Het zou lang duren bij de garage, en in een vlaag van efficiëntie had ik een andere afspraak in de tussentijd gepland. Ik hoefde alleen nog een stukje met bus en trein. De tijd dat mijn lief met me zou zijn meegereden en ik een vanzelfsprekende lift naar huis had gekregen ligt ver achter me, realiseerde ik me verdrietig.
De beste verbinding bleek te gaan vanaf het station naast het oude kantoor van mijn lief. Ik liep waar hij zo vaak was uitgestapt, zag het uitzicht uit zijn raam, kwam langs de eettentjes waar hij in de pauze lunch had gescoord. Ik wilde even bij hem langs gaan, zijn glimlach zien, en samen lachen om die stomme auto. Het leek ineens of ik domweg niet kon begrijpen dat dat niet meer kon. Mijn bril vulde zich met tranen, waar geen wegpoetsdoekje tegen bestand was.

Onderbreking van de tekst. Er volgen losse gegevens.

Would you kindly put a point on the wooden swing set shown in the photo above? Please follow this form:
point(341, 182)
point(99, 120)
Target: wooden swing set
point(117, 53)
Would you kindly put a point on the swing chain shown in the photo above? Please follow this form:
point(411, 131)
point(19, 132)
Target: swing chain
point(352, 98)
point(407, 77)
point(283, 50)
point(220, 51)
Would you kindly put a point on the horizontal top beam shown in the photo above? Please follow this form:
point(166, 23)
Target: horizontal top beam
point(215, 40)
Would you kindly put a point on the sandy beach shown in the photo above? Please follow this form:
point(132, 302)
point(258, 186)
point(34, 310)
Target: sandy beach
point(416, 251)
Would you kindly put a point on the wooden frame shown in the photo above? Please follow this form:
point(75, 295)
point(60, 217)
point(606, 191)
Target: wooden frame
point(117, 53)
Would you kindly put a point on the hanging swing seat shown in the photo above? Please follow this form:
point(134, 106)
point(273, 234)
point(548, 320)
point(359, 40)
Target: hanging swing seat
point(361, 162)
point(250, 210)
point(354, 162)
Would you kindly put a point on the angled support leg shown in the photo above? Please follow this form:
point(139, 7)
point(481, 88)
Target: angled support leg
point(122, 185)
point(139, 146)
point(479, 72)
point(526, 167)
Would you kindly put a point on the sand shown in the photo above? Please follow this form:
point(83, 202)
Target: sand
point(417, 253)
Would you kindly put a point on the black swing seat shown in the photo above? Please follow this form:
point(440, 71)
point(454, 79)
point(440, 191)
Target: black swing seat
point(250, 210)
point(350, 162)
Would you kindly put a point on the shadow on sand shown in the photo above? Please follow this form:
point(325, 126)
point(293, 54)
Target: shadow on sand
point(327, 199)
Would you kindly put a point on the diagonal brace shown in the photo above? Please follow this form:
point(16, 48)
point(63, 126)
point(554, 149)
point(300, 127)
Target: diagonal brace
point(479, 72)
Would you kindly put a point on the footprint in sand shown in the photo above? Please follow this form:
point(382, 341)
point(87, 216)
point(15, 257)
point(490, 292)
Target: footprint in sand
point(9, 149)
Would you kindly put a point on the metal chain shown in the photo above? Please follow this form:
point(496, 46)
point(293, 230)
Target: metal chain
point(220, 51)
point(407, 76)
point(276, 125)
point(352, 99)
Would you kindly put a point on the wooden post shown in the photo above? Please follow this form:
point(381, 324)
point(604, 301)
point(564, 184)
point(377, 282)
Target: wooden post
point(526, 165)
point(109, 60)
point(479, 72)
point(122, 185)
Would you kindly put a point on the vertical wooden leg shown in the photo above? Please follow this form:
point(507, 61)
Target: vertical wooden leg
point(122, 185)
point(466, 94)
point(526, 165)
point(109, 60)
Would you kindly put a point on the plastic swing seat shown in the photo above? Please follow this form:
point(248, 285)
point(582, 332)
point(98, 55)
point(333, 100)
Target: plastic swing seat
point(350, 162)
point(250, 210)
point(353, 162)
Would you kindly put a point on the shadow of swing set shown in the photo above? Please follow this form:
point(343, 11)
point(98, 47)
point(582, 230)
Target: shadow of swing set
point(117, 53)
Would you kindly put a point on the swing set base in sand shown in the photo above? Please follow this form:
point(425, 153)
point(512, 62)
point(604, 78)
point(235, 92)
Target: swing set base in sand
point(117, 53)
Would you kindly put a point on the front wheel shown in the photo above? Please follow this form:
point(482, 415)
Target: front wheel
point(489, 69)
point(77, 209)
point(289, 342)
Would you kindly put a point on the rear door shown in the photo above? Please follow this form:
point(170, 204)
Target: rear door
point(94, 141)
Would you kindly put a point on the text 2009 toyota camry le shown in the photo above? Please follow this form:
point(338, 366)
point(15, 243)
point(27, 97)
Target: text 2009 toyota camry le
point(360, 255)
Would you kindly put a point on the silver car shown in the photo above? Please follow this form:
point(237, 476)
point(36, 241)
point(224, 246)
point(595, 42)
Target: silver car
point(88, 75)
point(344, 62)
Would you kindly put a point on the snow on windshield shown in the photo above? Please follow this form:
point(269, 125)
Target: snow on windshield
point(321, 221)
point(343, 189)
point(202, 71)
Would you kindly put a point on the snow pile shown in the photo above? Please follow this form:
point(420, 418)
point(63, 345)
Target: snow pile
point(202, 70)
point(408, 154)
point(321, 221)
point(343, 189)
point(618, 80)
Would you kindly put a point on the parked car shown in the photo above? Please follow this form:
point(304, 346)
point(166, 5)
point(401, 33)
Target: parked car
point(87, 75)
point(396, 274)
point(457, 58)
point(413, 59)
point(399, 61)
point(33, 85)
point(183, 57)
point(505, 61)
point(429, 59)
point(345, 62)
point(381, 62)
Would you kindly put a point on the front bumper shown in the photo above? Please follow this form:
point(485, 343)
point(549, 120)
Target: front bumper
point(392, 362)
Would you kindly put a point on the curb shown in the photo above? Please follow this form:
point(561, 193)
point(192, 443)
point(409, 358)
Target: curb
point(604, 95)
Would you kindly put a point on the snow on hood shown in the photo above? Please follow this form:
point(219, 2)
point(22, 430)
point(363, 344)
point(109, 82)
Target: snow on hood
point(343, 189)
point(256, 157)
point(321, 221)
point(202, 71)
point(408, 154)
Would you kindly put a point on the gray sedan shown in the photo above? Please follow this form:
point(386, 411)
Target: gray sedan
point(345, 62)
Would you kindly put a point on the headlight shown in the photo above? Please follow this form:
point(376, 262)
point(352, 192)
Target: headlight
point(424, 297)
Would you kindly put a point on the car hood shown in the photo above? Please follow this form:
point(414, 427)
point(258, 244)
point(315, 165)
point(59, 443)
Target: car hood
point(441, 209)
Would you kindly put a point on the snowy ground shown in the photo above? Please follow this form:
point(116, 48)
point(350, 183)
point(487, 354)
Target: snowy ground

Had ik het fijn gevonden als iemand naar mij was toegekomen, en mij een kop thee had aangeboden? Of niet eens dat, maar een arm om me heen, een schouder waar ik mijn arme hoofd heel even op kon leggen? Had ik het gewaardeerd als iemand me alleen maar had gezien, vraag ik me af, terwijl ik naar de man kijk. Iemand die had laten merken dat ik niet de enige was, dat we allemaal maar wat door het leven ploeteren en dat het alleen maar de ene dag iets lastiger is dan de andere.
Ik moet echt naar hem toe gaan. Gewoon een vriendelijke vreemdeling die zegt: hee, ik zie je. Ik kan niets voor je doen, niet echt, maar ik zie je.
Waarom moet ik zoveel overwinnen om naar hem toe te lopen? Het maakt niet uit dat ik hem niet ken, dat is nou juist het hele punt. Ik zie hem. Dat is het.
Dan staat hij op en loopt weg. Ik zie geen tranen. Alleen een trotse houding, misschien tegen de klippen op. Hij zal nooit weten dat hij gezien was.
En ik weet de hele dag dat ik daarin verandering had kunnen brengen.
Mooi, Ingrid
Echt, zo kan alleen jij dat zien en beschrijven. Knuffel. En ook een beetje voor die man, die misschien gewoon nog moe was van een avondje stappen. Auto weer klaar?